Monday, January 28, 2008
Evidence and Ethics 1: Opening Thoughts on the Fordham Symposium
I recently had the privilege of reading the 15 wonderful articles in the Fordham Law Review's Evidence and Ethics Symposium Issue. After reading the articles, I contacted Professor Daniel J. Capra, who brought together the impressive pool of authors who wrote pieces for the symposium, and he wrote me the following:
"My colleague Bruce Green runs the Stein program on law and ethics, and that program puts on a yearly symposium that is published in the Fordham Law Review. Bruce asked me to contact some of the people I know in the Evidence field to see if they wanted to contribute to a symposium on Ethics and Evidence. I had a list of 15 people whose scholarship I find interesting and challenging, and I contacted each of them. What you see is the product of that search process.
This was not a symposium where people met to present papers and exchange ideas. People picked a topic, I reviewed the topics and approved them, and the authors and law review students did the rest. I am very happy with the outcome."
As Professor Capra notes in his introduction to the symposium, each of the authors addresses important questions about the interrelationship between ethics rules and ethics rules, such as:
(1) Do ethics rules impose any limitations on the use (and arguable abuse) of evidence rules?
(2) Do evidence rule enforce ethical principals of lawyering, and if not, why not?

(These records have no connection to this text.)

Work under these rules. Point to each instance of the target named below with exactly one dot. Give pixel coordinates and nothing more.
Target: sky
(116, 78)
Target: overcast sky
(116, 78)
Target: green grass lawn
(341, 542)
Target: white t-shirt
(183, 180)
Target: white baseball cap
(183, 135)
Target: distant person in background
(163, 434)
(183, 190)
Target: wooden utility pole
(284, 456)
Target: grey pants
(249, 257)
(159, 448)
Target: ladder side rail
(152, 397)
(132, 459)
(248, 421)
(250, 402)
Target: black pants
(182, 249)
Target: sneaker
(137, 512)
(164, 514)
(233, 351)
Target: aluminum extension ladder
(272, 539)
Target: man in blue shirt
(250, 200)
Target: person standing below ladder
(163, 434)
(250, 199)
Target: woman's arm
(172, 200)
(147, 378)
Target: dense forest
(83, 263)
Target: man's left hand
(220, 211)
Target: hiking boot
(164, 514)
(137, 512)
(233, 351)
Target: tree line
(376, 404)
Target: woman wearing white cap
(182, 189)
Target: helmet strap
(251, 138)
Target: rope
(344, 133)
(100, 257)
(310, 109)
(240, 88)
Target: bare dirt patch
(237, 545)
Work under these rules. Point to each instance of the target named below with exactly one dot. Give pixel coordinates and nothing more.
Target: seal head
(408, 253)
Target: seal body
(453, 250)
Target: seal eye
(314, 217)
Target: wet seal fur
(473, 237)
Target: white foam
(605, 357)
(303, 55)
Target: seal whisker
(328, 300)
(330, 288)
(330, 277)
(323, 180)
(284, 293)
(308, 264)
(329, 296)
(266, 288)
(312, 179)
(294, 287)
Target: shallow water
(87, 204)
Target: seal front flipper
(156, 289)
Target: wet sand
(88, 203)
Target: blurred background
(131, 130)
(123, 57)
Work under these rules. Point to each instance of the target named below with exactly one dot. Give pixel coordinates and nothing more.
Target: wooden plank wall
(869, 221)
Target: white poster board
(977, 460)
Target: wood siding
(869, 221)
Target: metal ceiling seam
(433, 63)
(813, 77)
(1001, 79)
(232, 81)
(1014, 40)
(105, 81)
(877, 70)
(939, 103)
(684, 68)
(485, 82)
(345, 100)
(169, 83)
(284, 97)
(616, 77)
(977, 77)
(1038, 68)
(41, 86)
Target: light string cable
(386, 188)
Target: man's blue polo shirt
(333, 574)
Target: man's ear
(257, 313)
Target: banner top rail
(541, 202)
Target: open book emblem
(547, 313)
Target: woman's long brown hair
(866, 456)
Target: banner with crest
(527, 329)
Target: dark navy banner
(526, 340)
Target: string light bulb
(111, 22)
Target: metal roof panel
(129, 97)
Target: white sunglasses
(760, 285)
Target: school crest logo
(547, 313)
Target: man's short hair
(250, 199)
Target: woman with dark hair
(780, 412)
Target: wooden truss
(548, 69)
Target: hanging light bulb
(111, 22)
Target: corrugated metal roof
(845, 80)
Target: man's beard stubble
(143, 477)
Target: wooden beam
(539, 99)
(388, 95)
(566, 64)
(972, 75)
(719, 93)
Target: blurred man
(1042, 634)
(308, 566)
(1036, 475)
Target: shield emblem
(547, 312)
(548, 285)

(3) What specific areas of evidentiary practice are most in need of an infusion of ethical principles?
In subsequent posts throughout the next few weeks, I will post summaries and thoughts on these articles as well as some comments by the authors in response to questions I posed to them. I think that the Symposium is a wonderful collection of articles on the ethics of evidence law, which are essential reading for professors, practitioners, judges, and law students.